There is no way to tell whether America’s largest multinational companies – the Googles, Apples and Ciscos of the world – are in fact American-owned, a surprising gap in financial reporting that has important implications for U.S. international tax policy, according to new research by a University of Pennsylvania Law School professor.
The research by Chris William Sanchirico suggests that the extent of foreign ownership of U.S. multinationals is unknown even to the companies themselves, due to the way many shares of stock are purchased and registered.
Sanchirico, the Samuel A. Blank Professor of Law, is co-director of the Center for Tax Law & Policy. His research paper As American As Apple Inc. was recently issued by the Penn Law Institute for Law & Economics.
While it is well accepted that investors tend to purchase stock disproportionately in domestic rather than foreign companies, Sanchirico argues that the explanations economists offer for such “home country bias” don’t apply to multinational companies. In particular, he questions the relevance of the claim that domestic companies are better known and have more information available to investors than foreign ones.
“That may be true of a purely domestic company somewhere in Iowa, operating solely in Iowa,” he told Penn Law Communications. “It’s hard to imagine that’s true of Apple. Multinational enterprises are, after all, multinational. Apple has stores throughout the world, and most of its sales are not in the U.S.”
For that reason, he argues, large multinationals like Apple are exceptions to the “home country bias” rule, and majority domestic ownership cannot be assumed. What’s more, he maintains, it’s impossible to answer empirically the question of who owns these companies.
While various government agencies, including the Treasury Department and the Securities and Exchange Commission, collect data on foreign holdings of U.S. stocks, Sanchirico demonstrates that the manner in which the information is gathered and reported makes it nearly impossible to answer the national ownership question. The complex reporting regimes, designed for other purposes, are simply too opaque to break out the relevant information for big multinational companies.
“The existing constellation of disclosures and reports about the ownership of US equity – though in some respects surprisingly detailed – reveals almost nothing about the foreign ownership share of large US multinationals,” he writes. “This is true not only of what is publicly disclosed, but also of what is confidentially collected.”
Compounding this problem, the companies themselves do not know their foreign ownership share, because not all shareholders are registered directly with the company. Sanchirico notes that when an investor purchases stock through a brokerage firm, the company most often has a record only of the name of the brokerage firm, not the actual shareholder: “They know some of the direct owners of Apple who register directly with Apple, but they don’t know the people who purchased shares through brokerage houses, and that’s most of Apple.”
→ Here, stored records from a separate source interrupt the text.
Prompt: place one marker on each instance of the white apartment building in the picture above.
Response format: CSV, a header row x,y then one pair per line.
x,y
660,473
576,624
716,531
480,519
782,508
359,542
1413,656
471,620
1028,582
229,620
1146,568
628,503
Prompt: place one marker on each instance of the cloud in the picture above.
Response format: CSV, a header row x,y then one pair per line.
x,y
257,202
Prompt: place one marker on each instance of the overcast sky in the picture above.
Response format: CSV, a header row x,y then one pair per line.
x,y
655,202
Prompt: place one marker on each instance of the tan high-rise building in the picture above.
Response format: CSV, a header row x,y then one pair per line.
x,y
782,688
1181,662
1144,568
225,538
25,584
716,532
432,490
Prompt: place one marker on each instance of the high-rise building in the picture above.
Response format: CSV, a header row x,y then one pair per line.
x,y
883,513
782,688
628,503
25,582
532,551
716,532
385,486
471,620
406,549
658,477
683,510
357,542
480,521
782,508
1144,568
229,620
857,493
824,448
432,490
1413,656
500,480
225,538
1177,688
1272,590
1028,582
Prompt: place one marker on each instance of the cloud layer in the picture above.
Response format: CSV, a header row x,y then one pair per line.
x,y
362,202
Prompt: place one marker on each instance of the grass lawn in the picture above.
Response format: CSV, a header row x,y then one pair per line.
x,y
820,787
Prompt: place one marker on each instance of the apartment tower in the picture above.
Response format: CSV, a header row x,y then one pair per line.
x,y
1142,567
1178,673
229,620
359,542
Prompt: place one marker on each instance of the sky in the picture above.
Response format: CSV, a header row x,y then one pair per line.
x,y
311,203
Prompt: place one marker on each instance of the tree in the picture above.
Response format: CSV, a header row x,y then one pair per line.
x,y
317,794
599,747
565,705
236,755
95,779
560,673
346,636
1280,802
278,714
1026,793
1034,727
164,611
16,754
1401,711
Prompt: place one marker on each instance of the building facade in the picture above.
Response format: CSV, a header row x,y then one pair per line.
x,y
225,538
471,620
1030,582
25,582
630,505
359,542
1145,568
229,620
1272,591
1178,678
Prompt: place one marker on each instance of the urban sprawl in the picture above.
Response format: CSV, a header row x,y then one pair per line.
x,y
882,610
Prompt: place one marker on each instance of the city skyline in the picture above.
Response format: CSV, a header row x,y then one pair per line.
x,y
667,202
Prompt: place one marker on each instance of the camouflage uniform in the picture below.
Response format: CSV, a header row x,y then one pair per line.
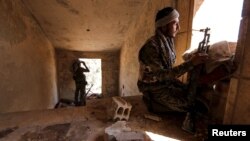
x,y
158,77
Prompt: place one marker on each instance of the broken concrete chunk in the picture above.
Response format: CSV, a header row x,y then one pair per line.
x,y
120,109
120,132
152,117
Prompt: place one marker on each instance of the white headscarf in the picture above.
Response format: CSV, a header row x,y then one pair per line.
x,y
167,19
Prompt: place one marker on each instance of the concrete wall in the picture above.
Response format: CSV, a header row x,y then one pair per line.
x,y
237,106
27,61
144,28
110,71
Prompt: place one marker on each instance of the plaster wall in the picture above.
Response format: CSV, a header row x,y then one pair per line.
x,y
237,106
110,71
27,61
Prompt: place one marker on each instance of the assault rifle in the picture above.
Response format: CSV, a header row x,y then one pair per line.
x,y
193,76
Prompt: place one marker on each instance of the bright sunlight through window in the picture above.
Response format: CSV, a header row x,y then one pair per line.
x,y
222,17
94,76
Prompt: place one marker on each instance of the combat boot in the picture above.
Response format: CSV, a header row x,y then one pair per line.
x,y
189,123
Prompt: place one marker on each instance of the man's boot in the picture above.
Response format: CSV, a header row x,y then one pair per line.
x,y
189,123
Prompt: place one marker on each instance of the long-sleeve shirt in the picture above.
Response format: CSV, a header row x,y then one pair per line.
x,y
157,57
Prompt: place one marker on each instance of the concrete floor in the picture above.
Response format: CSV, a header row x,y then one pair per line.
x,y
88,123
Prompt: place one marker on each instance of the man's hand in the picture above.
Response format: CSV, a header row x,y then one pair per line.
x,y
199,58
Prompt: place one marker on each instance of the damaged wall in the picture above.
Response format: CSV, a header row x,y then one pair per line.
x,y
27,61
237,105
110,71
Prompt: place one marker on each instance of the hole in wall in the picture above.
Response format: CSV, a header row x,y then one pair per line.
x,y
93,77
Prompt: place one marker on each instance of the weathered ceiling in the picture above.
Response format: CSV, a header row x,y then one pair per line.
x,y
86,25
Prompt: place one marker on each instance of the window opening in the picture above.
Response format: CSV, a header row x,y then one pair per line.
x,y
93,77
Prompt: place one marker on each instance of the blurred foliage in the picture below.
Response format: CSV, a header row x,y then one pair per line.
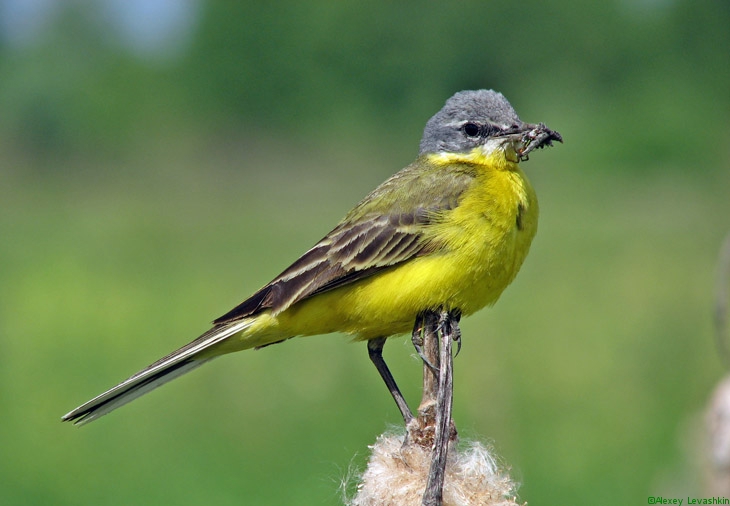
x,y
142,197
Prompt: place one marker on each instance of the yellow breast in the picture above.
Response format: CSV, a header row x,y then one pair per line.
x,y
486,238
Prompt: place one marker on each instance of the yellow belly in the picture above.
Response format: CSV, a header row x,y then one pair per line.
x,y
486,239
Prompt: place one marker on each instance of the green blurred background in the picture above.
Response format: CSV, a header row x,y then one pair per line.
x,y
161,160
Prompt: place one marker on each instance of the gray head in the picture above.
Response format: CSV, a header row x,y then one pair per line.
x,y
469,119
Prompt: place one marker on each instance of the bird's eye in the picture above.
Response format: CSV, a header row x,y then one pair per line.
x,y
471,129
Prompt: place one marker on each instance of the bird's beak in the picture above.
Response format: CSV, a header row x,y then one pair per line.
x,y
533,137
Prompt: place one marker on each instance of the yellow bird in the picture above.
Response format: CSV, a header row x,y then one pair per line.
x,y
449,231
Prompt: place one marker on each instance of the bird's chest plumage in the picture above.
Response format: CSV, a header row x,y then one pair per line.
x,y
491,232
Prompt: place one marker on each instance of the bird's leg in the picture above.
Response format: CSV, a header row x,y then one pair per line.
x,y
417,338
449,326
375,351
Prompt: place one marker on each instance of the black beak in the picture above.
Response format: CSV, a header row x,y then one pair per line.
x,y
536,137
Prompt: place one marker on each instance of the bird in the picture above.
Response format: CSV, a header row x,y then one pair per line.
x,y
450,231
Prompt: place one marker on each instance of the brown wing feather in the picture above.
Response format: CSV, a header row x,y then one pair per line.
x,y
364,244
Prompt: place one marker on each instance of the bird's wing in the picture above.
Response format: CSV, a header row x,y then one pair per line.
x,y
384,229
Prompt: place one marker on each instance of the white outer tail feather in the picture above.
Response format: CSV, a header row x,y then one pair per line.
x,y
166,369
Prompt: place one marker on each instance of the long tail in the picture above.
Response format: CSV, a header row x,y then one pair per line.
x,y
166,369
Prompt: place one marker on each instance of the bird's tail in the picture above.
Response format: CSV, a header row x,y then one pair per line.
x,y
166,369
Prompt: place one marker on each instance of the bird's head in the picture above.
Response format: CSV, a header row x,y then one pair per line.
x,y
480,124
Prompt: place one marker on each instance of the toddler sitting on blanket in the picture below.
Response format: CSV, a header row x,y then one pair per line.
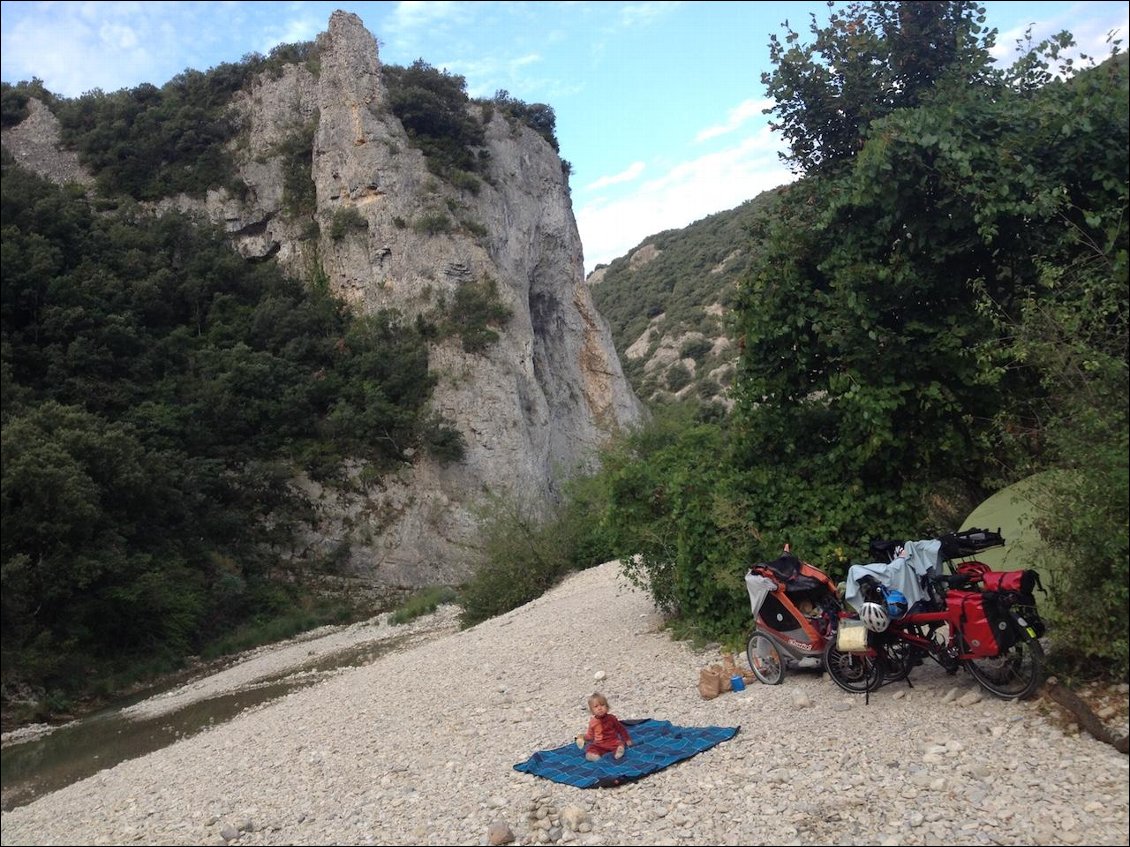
x,y
606,734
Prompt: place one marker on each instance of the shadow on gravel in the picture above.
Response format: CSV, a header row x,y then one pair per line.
x,y
31,769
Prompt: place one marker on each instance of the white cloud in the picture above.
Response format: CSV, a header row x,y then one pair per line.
x,y
685,193
627,175
737,118
1089,25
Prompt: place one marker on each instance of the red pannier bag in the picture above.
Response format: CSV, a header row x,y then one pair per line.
x,y
976,629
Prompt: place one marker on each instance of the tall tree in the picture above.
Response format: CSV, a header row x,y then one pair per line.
x,y
866,62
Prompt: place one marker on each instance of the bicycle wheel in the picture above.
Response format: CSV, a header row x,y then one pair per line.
x,y
854,672
1015,674
764,658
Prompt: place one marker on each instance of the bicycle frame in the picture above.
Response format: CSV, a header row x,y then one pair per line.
x,y
1013,672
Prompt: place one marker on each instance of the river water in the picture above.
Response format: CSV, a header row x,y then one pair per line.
x,y
31,769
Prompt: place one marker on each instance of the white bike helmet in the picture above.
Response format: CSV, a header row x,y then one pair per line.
x,y
875,617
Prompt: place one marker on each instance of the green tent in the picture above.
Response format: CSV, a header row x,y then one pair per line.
x,y
1011,511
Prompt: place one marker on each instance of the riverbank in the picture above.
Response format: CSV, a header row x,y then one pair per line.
x,y
419,745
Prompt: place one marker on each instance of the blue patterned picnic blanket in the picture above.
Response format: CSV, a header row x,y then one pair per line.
x,y
655,744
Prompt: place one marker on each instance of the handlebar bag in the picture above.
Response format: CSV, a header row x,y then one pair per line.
x,y
1022,582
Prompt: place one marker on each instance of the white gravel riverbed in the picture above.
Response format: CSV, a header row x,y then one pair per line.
x,y
419,745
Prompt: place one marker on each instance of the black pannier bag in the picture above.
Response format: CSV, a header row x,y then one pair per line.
x,y
968,542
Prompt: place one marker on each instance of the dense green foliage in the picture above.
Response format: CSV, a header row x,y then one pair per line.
x,y
938,308
423,602
869,60
148,142
159,396
522,551
433,107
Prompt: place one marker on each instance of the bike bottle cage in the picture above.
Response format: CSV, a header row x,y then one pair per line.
x,y
958,544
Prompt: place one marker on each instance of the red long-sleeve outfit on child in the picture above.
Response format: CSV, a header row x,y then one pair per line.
x,y
605,734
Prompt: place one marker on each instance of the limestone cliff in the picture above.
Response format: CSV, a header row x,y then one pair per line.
x,y
533,405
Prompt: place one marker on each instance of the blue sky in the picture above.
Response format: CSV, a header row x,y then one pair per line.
x,y
659,104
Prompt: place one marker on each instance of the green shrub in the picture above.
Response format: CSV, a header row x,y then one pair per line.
x,y
432,223
466,181
424,602
678,376
695,348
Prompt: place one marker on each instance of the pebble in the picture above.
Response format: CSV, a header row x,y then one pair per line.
x,y
419,747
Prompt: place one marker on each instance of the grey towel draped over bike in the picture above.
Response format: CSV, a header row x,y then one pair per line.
x,y
903,573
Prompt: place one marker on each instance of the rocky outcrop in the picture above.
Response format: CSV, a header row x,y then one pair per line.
x,y
34,143
533,407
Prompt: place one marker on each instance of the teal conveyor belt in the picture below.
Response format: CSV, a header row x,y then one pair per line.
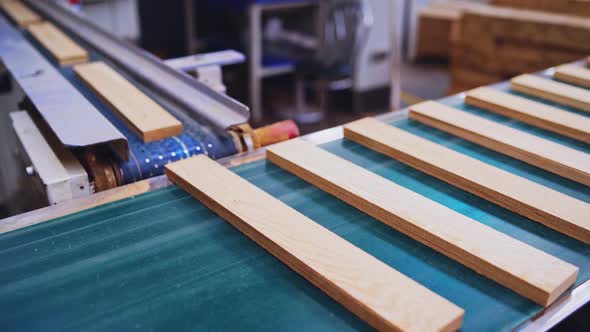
x,y
162,261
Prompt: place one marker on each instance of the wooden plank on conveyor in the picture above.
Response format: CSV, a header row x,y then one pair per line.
x,y
532,112
544,88
557,158
61,47
530,199
144,116
375,292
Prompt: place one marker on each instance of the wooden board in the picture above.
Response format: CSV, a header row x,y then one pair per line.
x,y
531,112
559,159
19,13
573,74
516,265
532,200
558,92
383,297
144,116
63,49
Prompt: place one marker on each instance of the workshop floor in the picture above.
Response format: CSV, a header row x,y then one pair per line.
x,y
420,81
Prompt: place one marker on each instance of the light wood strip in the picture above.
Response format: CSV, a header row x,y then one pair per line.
x,y
144,116
383,297
535,113
573,74
545,154
19,13
61,47
532,200
516,265
547,89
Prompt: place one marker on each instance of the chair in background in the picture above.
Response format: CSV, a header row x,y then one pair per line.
x,y
343,26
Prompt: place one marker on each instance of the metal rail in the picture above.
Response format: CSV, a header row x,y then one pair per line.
x,y
74,120
220,111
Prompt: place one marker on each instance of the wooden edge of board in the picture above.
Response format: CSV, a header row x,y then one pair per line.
x,y
573,74
19,13
385,298
550,118
65,50
568,167
384,139
558,92
90,74
369,193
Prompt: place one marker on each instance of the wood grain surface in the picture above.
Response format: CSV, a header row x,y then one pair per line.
x,y
19,13
559,159
516,265
61,47
383,297
534,113
573,74
143,115
530,199
547,89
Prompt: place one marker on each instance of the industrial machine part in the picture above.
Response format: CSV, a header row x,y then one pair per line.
x,y
107,152
131,239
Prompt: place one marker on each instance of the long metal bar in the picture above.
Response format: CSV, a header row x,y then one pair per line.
x,y
220,111
74,120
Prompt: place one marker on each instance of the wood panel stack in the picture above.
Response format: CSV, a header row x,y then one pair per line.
x,y
496,43
570,7
438,25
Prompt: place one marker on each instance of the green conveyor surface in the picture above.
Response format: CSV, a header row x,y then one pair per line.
x,y
162,261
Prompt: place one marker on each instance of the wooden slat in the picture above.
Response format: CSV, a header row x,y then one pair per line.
x,y
573,74
63,49
535,113
559,159
143,115
532,200
547,89
526,270
383,297
19,13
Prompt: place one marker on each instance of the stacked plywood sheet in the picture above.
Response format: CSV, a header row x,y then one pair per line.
x,y
496,43
570,7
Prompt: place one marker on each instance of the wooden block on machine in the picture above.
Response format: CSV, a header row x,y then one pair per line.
x,y
516,265
532,200
144,116
573,74
535,113
559,159
547,89
61,47
19,13
383,297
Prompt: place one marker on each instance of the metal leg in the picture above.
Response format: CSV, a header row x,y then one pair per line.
x,y
255,59
300,104
397,10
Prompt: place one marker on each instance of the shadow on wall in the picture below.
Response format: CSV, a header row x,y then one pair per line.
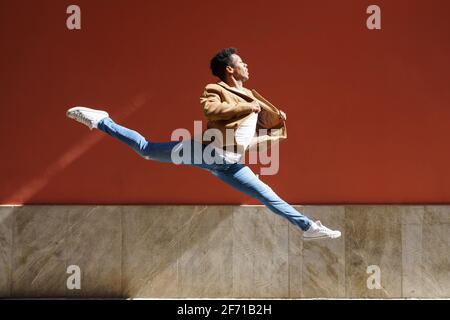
x,y
34,185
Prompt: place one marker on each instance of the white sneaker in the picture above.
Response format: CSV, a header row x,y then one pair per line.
x,y
87,116
319,231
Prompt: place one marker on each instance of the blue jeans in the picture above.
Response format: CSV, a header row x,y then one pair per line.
x,y
237,175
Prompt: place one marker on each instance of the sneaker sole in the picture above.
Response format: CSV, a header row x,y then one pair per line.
x,y
71,110
322,237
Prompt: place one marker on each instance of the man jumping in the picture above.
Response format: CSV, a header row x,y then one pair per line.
x,y
229,107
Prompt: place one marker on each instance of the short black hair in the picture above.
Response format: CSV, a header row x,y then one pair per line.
x,y
220,61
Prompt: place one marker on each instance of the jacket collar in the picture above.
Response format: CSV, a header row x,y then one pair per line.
x,y
246,96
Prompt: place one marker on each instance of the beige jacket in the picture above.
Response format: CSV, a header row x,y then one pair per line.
x,y
226,108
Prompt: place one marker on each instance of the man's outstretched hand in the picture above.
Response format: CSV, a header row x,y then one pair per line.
x,y
256,107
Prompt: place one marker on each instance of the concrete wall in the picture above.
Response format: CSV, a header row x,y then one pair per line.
x,y
222,251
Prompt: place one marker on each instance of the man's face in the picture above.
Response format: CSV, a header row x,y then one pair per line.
x,y
240,70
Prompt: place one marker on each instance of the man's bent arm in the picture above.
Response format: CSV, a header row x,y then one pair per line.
x,y
215,109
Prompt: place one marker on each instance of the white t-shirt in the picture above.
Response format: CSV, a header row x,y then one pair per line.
x,y
243,136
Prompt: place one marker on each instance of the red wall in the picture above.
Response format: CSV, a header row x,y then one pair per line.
x,y
368,111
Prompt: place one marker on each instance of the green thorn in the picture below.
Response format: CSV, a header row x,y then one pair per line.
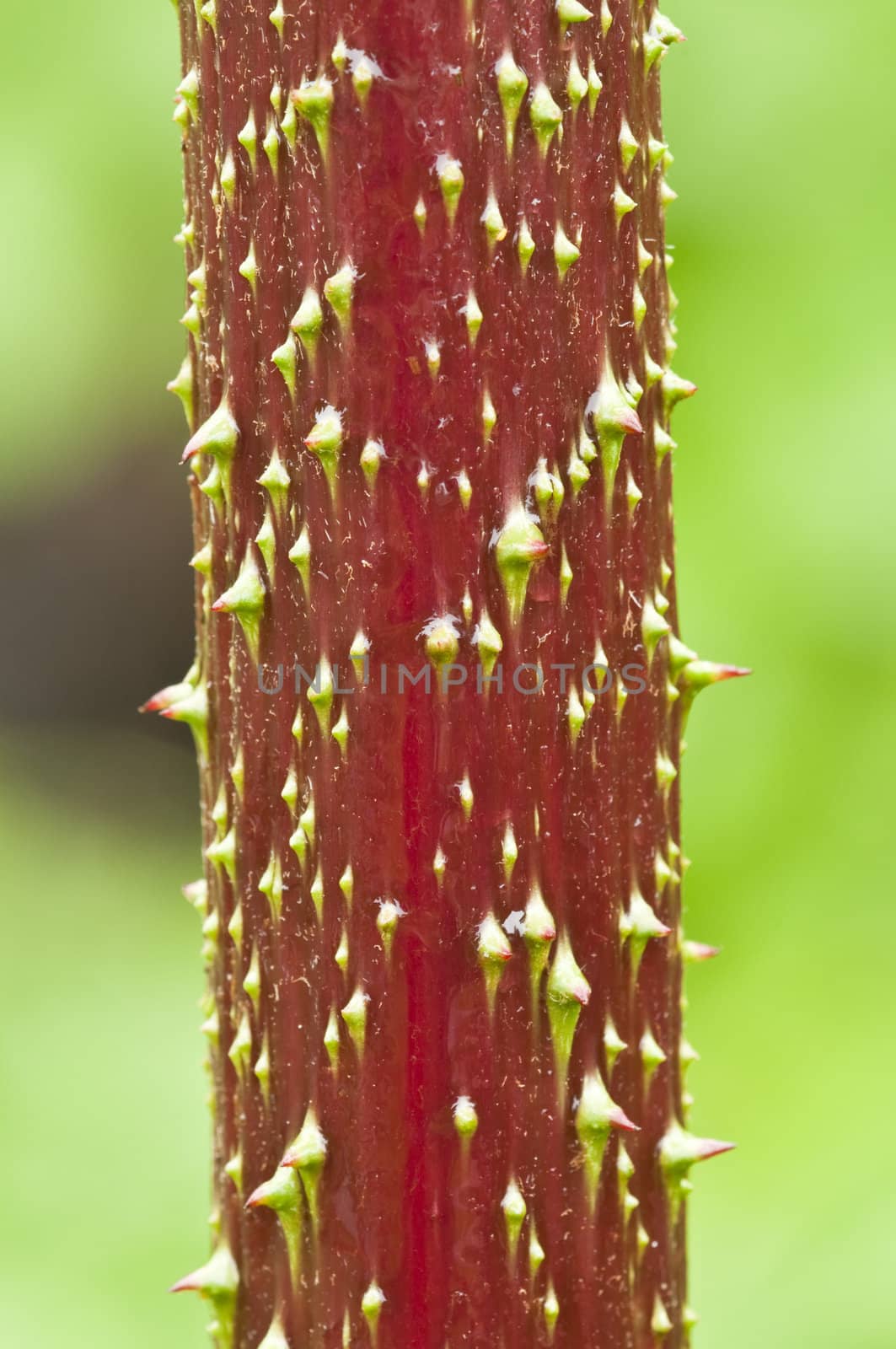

All of this opacity has large implications for debates about international taxation, especially the use by large U.S. multinationals of provisions in the U.S. tax code that permit them to reduce their tax bills by shifting profitable aspects of their businesses to low-tax countries.
Reformers charge that the “loopholes” available to large technology-intensive multinationals are inefficient and unfair to other U.S. businesses that must pay full freight.
The multinationals and their defenders maintain that foreign-based companies often operate under tax rules that are more favorable than our own, damaging U.S. competitiveness.
“If the argument is that the competiveness of these companies should guide US international tax policy, it would seem to be a fair question who owns these companies,” Sanchirico argues. “If the proposal is to sacrifice precious revenue to help someone ‘win,’ it seems worth knowing who that someone is.”
Lately the dispute in Washington has focused on the merit of a second “tax holiday” that would permit multinationals to repatriate profits that have been shifted overseas, as they were allowed to do in 2005. Sanchirico notes that in 2005 a substantial portion of those earnings were distributed to stockholders, rather than used to hire American workers and suppliers. Consequently, he observes, the nationality of shareholders is critically important to the debate:
“Suppose that foreign shareholders are more likely than US shareholders to reinvest in foreign rather than US businesses, which are in turn more likely to engage foreign rather than US suppliers and workers. Then the positive impact of the holiday on US economic activity would be attenuated.… A foreign shareholder receiving a distribution from a large US multinational and sprinkling it over her full portfolio might well return less to the US economy than would a US investor.”
So what should be done?
Sanchirico suggests that we beef up our reporting regimes in a way that allows us to zoom in on large U.S. multinationals. Is that feasible? Sanchirico is cautiously optimistic: “We won’t know until we try,” he says, “and we haven’t really tried to date.”
“In the meantime,” Sanchirico continues, “we should probably change the way we think about how large U.S. multinationals are taxed. However valid home country bias may be in the general case, we need to account for the possibility that tax breaks conferred on this special subset of companies are tax breaks conferred to a substantial extent on foreign investors.”